OSLER Shows Cholesterol-Lowering Evolocumab Improves Cardiovascular Outcomes

March 15, 2015—Patients taking evolocumab—an investigational therapy previously shown to dramatically lower low-density lipoprotein cholesterol (LDL-C)—were half as likely to die, experience a heart attack or stroke, be hospitalized, or need a procedure to open blocked arteries compared with those who received standard care, according to findings from the OSLER-1 and OSLER-2 studies presented at the American College of Cardiology’s 64th annual scientific session in San Diego, California.

The findings from the OSLER open-label studies of long-term evaluation against LDL-C were simultaneously published online in The New England Journal of Medicine.

Marc Sabatine, MD, is the lead investigator of the OSLER-1 and OSLER-2 studies, which are funded by Amgen, the manufacturer of the investigational drug evolocumab (AMG 145), a monoclonal antibody to proprotein convertase subtilisin-kexin type 9 (PCSK9). Previous trials have shown evolocumab can substantially lower LDL-C by 61%, according to the ACC announcement.

In OSLER, the rate of cardiovascular events was 2.18% after 1 year in the standard-of-care group, most of whom were on moderate- or high-intensity statin therapy. In contrast, patients treated with evolocumab had a 0.95% event rate after 1 year.

In the ACC press release, Dr. Sabatine commented, “The reduction in LDL was profound and that may be why we saw a marked reduction in cardiovascular events so quickly. It suggests that if we can drive a patient’s LDL cholesterol down a large amount to a very low level, we may start to see a benefit sooner than would be expected with a more modest intervention.” Dr. Sabatine is Chairman of the TIMI Study Group and a senior physician in the Division of Cardiovascular Medicine at Brigham and Women’s Hospital in Boston, Massachusetts.

At the start of OSLER, the average LDL-C was 120 mg/dL, which is similar to the average level among Americans. Patients receiving evolocumab were able to achieve an absolute reduction of more than 70 mg/dL, reaching 48 mg/dL on average. Dr. Sabatine said this achieved level of LDL cholesterol is much lower than that achieved in the treatment arm of most other trials.

The OSLER investigators studied a total of 4,465 patients who, upon completing one of 12 phase II or III trials that evaluated the drug’s ability to lower LDL-C, subsequently enrolled in this 1-year extension study to investigate the therapy’s effect on long-term safety, LDL-lowering, and cardiovascular outcomes. Patients were re-randomized 2:1 to receive evolocumab injected under the skin either every 2 or 4 weeks plus standard care, or standard care alone, which consisted of the lipid-lowering therapy recommended by the patient’s treating physician, usually moderate- or high-intensity statin therapy. A central committee that was blinded to the treatment groups then reviewed the data and reported the number of deaths, major coronary events, heart attack, stroke, unstable angina requiring hospitalization, and coronary revascularization.

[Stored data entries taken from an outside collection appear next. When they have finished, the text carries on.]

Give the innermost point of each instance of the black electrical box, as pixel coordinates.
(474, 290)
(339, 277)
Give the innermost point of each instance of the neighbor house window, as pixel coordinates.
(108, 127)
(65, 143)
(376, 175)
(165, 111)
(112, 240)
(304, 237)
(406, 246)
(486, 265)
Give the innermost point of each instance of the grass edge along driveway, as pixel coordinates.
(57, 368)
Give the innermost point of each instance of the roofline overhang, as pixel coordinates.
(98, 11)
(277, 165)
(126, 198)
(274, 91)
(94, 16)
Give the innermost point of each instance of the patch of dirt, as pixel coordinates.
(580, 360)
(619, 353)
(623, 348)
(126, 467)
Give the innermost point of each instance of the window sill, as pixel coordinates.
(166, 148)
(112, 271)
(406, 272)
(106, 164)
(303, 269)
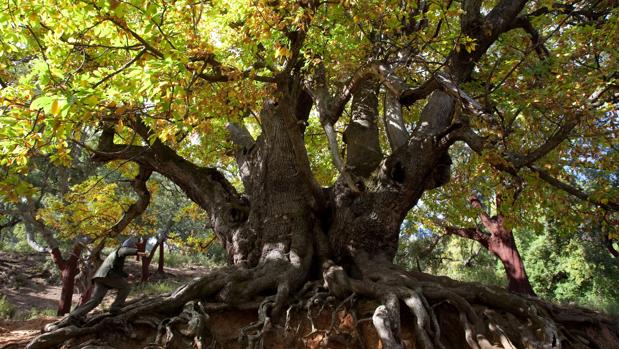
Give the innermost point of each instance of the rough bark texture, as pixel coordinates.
(499, 241)
(299, 252)
(68, 270)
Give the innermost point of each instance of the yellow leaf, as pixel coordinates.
(55, 107)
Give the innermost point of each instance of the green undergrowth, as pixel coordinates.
(7, 310)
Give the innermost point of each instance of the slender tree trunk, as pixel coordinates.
(146, 262)
(161, 258)
(500, 241)
(68, 271)
(85, 296)
(68, 283)
(141, 246)
(504, 247)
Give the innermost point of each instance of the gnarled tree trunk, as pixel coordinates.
(296, 249)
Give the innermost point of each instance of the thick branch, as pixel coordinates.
(205, 186)
(469, 233)
(138, 207)
(394, 121)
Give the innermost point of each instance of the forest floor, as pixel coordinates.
(31, 286)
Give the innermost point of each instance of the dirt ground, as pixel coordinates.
(31, 285)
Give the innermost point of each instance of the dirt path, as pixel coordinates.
(31, 288)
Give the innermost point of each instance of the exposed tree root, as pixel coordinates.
(406, 310)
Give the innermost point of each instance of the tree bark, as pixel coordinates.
(160, 265)
(68, 271)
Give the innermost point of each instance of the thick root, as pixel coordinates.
(383, 307)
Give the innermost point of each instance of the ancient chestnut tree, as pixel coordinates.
(307, 130)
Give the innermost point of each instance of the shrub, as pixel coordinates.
(7, 310)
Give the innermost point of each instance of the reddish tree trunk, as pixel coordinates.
(504, 247)
(68, 271)
(141, 246)
(501, 243)
(85, 296)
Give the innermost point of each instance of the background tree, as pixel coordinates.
(524, 84)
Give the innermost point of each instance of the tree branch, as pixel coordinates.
(469, 233)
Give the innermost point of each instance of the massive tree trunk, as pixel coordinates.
(299, 253)
(297, 250)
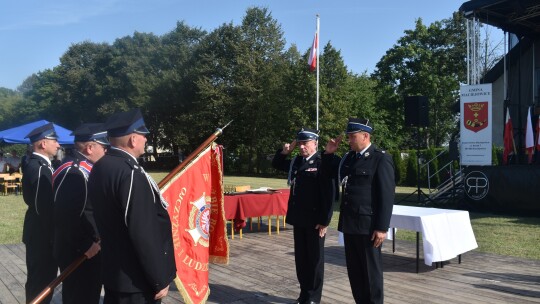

The investigators found that the 53% reduction in cardiovascular events in the evolocumab group was consistent across each of the major cardiovascular events included in the composite endpoint—death, heart attack, stroke, hospitalization, and angioplasty—and among patient subgroups; no differences were found based on age, baseline LDL levels, statin use, primary or secondary prevention, or whether they had valve disease. Adverse events were largely balanced between the 2-week and 4-week treatment arms and evolocumab was well tolerated.

As noted in the ACC summary, the results are limited by the nature of the trial, in which there were relatively few cardiovascular outcomes (a total of 60). There is an ongoing, highly anticipated trial of 27,500 patients to investigate evolocumab’s effect on cardiovascular outcomes; however, data are not expected until 2017. Dr. Sabatine explained that between now and then there will be a 2-year gap in data at a time when this drug may be available for clinical use pending review by the US Food and Drug Administration later this year.

Dr. Sabatine stated in the ACC press release, “We won’t have any definitive answers until this larger trial we are doing is complete, but these data now give us a sense for the potential clinical benefit of these drugs. We know from previous research that evolocumab lowers LDL cholesterol, but these data offer support for their potential to reduce major adverse cardiovascular events in our patients.” Additionally, he said that he drug makes sense biologically. “Patients who genetically have lower levels of PCSK9 activity also have a lower rate of adverse cardiovascular outcomes. Now in our analyses, we see this PCSK9 inhibitor appears to reduce adverse cardiovascular outcomes,” concluded Dr. Sabatine.